Sally Pipes writes for Investors’ Business Daily:



For women already enduring the physical and financial burdens of advanced breast cancer, the last thing they need is a choice between ruinous expense or forgoing treatment.


But this, Pipes says, is what they will get if the FDA decides on December 17 that Avastin is no longer approved for breast cancer patients.  Research has shown that patients with Avastin live a median of two to three months longer than patients without it.  What would you give for an extra two or three months of life?


Well, when it comes to expensive treatments, the question becomes really “what could you give” for those extra months.  Right now Medicare and private insurers cover most of the cost of this drug – which amounts to a startling $8,000 per month – but if the FDA decides that Avastin is “not worth it,” then breast cancer patients will be put in a hard position. 


Pipes continues:



For those who personally stand to be affected by the FDA’s decision later this month, the most important point in this debate – that Avastin prolongs and improves patients’ lives – is too often overlooked. Forty thousand American women die each year from breast cancer. Avastin is a treatment that might not reduce that number, but it does improve the quality of life for many during their last months.


Dr. Berwick promised that the law won’t let Medicare ration care to control costs. This month comes the first test of whether the FDA is on board with that promise or is going to allow its approval process to become an instrument for stealth rationing of care.

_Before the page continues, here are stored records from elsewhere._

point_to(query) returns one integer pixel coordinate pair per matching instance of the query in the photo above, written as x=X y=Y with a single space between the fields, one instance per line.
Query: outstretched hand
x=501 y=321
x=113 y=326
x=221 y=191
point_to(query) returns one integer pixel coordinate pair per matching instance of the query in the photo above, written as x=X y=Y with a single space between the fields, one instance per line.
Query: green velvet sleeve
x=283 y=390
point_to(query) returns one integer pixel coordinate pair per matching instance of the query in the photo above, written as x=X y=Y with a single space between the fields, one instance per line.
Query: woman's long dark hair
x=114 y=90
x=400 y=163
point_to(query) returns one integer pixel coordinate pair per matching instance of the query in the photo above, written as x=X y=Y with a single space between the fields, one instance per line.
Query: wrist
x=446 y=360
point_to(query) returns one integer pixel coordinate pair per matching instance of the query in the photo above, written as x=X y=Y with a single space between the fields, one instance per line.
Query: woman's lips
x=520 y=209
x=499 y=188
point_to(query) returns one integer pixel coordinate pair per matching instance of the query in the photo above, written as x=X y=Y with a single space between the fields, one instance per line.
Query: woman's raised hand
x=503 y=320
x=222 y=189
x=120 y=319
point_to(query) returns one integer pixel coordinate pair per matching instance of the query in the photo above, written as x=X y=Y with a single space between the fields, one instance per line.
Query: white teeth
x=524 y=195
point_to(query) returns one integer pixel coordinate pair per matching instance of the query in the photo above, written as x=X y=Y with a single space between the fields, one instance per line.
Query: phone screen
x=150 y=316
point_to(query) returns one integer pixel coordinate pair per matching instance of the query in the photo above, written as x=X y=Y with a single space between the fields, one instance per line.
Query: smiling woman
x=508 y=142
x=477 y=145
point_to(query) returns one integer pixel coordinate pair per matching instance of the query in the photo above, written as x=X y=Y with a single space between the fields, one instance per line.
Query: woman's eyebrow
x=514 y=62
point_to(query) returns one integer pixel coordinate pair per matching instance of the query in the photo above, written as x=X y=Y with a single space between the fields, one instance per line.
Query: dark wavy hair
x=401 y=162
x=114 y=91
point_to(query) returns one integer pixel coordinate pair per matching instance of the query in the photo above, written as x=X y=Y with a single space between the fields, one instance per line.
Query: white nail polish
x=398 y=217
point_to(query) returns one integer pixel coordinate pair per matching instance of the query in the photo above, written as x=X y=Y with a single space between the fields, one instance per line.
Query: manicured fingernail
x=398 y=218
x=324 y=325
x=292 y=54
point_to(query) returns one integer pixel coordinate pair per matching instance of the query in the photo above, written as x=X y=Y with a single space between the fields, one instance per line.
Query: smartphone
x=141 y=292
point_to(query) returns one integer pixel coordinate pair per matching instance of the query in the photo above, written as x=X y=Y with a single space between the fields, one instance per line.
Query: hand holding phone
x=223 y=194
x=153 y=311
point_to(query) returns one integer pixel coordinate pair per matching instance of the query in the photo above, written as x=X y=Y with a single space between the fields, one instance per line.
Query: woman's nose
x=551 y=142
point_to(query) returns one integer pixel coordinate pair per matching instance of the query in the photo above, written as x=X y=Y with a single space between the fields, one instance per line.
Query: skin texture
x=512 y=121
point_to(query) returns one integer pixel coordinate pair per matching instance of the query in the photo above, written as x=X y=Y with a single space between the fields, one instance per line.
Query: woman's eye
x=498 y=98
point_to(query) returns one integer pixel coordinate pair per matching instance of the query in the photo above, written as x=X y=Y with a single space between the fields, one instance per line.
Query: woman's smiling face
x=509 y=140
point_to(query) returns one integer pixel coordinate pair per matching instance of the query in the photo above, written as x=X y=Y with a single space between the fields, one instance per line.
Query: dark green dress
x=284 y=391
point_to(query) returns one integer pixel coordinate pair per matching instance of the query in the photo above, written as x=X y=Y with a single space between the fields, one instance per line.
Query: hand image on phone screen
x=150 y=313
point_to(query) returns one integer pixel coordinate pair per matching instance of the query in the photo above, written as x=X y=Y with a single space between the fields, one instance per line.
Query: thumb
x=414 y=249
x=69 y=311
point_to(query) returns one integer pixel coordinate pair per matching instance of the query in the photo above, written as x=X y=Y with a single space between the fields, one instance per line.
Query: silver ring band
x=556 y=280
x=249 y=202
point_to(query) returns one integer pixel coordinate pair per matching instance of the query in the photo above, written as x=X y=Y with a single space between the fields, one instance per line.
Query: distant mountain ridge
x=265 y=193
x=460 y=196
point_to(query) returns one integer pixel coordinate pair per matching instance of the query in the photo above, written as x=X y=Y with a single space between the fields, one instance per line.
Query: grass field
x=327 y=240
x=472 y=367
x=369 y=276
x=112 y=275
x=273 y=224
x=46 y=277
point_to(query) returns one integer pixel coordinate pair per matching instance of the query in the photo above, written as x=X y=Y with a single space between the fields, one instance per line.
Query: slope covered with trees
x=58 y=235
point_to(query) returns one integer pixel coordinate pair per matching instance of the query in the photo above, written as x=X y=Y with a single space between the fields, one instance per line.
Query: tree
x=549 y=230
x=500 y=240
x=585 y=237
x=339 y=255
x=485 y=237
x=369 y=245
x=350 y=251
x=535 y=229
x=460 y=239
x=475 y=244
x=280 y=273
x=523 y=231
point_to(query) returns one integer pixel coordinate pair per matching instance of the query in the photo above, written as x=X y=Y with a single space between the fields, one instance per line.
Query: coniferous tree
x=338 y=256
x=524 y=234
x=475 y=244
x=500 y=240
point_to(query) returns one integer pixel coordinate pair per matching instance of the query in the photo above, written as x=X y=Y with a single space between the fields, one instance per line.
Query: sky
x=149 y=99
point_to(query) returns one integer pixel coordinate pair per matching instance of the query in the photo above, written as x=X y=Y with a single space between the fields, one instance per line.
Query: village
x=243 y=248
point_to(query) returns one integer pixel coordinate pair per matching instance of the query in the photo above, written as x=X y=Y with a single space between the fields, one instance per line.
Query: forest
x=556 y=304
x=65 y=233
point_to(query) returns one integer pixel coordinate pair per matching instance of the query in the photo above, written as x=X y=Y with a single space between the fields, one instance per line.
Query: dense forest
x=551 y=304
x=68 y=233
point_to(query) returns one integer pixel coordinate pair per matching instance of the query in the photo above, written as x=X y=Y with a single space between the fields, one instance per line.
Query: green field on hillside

The debate about Avastin is real to American women and their families.  Some of the most influential women in my life have fought breast cancer, and I expect that I will know more women in the future who are diagnosed.  It breaks my heart to think that a helpful drug would be denied to the women in my life because of a decision made by bureaucrats.


It’s also heartbreaking that ObamaCare – a system with the purported goals of improving the health care Americans receive – creates even more opportunities for the government to interfere with the treatments that are available to patients.  This is true for breast cancer and any other ailments. 


That’s not progress, and that won’t lead to the kind of innovations in medicine that will lead to a cure.